Joachim Krämer / 13.12.2019

Well done, Brits !!!!

Mathias Rudek / 13.12.2019

Danke Herr Grimm für Ihre Darstellung. Das auffälligste Merkmal der britischen Wahl ist wieder einmal das verstörende Medien-Echo, besonders des Staatsfunks, das wie im Falle Trumps, wieder einmal mit einem latenten, rhetorischen Fanatismus ein Wahlergebnis kommentiert, das in das links-ideologische deutsche Weltbild nicht zu passen scheint.

Hans Reinhardt / 13.12.2019

Felix BRITANNIA! Die Engländer haben sich für eine glorreiche Zukunft entschieden, die sie nun selbst gestalten können. Sie dürfen entscheiden, wen sie in ihr Land lassen, dessen Wirtschaft ohne Brüsseler Diktat richtig durchstarten kann. Das britische Pfund ( der Wohlstandsvernichtungs-währungen “Euro” hatten die Briten wohlweislich die rote Karte gezeigt) tut es, den Unkenrufen unserer Wirtschaftsexperten zum Hohn, ja schon. Und das, obwohl die verlogene Brut der Medienhuren schon seit Jahren in jedem, aber auch wirklich jedem Bericht über Grossbritannien irgendwelche armen Teufel zu Wort kommen liessen, die über den Brexit jammerten. Ganz so, als sei er ihnen von einer bösen Macht aufgezwungen worden. Bei der “bösen Macht” handelte es sich aber um die überwiegende Mehrheit der Wähler, ein Vorgang, den man Demokratie nennt; zugegebenermaßen ein Begriff, mit dem deutsche Journalisten nichts anfangen können. Ich weiß nur nicht, wen diese Gewohnheitsluegner damit überzeugen wollten: glaubten die allen Ernstes, wir Deutschen hätten über den Brexit zu entscheiden? Gut möglich, dass sie in ihrem Groessenwahn tatsächlich anfingen, ihren eigenen Lügen zu glauben. Es ist ja, nach deren Verständnis, die Pflicht der Deutschen täglich die Welt zu retten. Den Briten reicht es dagegen, erst mal ihr Land zu retten. Und dafür beneide ich sie.
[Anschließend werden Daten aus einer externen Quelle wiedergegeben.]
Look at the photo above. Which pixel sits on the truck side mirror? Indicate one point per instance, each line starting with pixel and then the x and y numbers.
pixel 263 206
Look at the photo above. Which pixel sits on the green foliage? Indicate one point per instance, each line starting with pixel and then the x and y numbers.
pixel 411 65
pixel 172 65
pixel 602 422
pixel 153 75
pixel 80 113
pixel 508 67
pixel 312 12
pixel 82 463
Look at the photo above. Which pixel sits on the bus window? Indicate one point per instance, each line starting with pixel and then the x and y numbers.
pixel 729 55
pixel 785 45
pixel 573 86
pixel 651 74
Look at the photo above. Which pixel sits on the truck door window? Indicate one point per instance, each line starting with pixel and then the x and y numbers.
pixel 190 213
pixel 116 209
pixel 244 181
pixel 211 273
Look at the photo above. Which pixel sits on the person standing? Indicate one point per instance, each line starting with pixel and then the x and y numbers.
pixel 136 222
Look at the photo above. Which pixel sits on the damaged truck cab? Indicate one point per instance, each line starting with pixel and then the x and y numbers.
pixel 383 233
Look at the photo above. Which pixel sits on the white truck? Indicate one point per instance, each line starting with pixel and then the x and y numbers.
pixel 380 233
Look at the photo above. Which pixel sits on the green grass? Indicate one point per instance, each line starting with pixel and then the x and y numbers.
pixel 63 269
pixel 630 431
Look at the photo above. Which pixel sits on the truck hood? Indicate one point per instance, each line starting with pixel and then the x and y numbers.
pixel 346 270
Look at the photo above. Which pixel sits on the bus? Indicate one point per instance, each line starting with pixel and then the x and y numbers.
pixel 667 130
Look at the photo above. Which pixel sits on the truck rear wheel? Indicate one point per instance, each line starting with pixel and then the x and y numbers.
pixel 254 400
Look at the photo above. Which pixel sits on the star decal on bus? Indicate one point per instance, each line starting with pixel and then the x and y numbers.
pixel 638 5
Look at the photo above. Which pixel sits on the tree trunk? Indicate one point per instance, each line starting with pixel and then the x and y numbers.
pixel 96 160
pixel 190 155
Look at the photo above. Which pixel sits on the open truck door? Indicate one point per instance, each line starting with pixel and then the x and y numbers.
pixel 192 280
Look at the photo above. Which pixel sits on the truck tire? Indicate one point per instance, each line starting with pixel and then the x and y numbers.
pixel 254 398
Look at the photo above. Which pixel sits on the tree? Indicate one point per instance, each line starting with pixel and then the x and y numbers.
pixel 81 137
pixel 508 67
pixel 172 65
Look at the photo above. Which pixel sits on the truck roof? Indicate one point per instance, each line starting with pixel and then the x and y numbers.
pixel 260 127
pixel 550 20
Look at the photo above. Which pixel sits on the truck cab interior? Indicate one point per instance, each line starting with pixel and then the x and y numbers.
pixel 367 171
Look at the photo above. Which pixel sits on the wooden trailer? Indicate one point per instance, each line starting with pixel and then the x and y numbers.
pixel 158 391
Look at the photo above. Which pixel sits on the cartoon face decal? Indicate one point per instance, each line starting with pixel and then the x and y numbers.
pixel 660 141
Gabriele H. Schulze / 13.12.2019

Habe heute ein paar britische/englische anthems auf YouTube abgespielt -  Pomp and Circumstance, Jerusalem, Gustav Holsts “Jupiter”... Bin ich neidisch! Welt online ist schon am Umschwenken. Mein Lieblingssatz in diesem Text: “Doch vom Geist des deutschen Fernsehens bleiben britische Wähler vollkommen unbeeindruckt.” Quite!

Albert Pflüger / 13.12.2019

Von der Leyen nennt ihr Klimavorhaben “Masterplan”!  Als ob es schon ein Plan wäre, wenn man ein paar Nullen dranhängt an die Beträge, die man dem Steuerzahler für unsinnige Ziele abknöpfen will. Herzlichen Glückwunsch an die Briten! Hoffentlich haben sie eine gute Verwendung für die eingesparten Milliarden.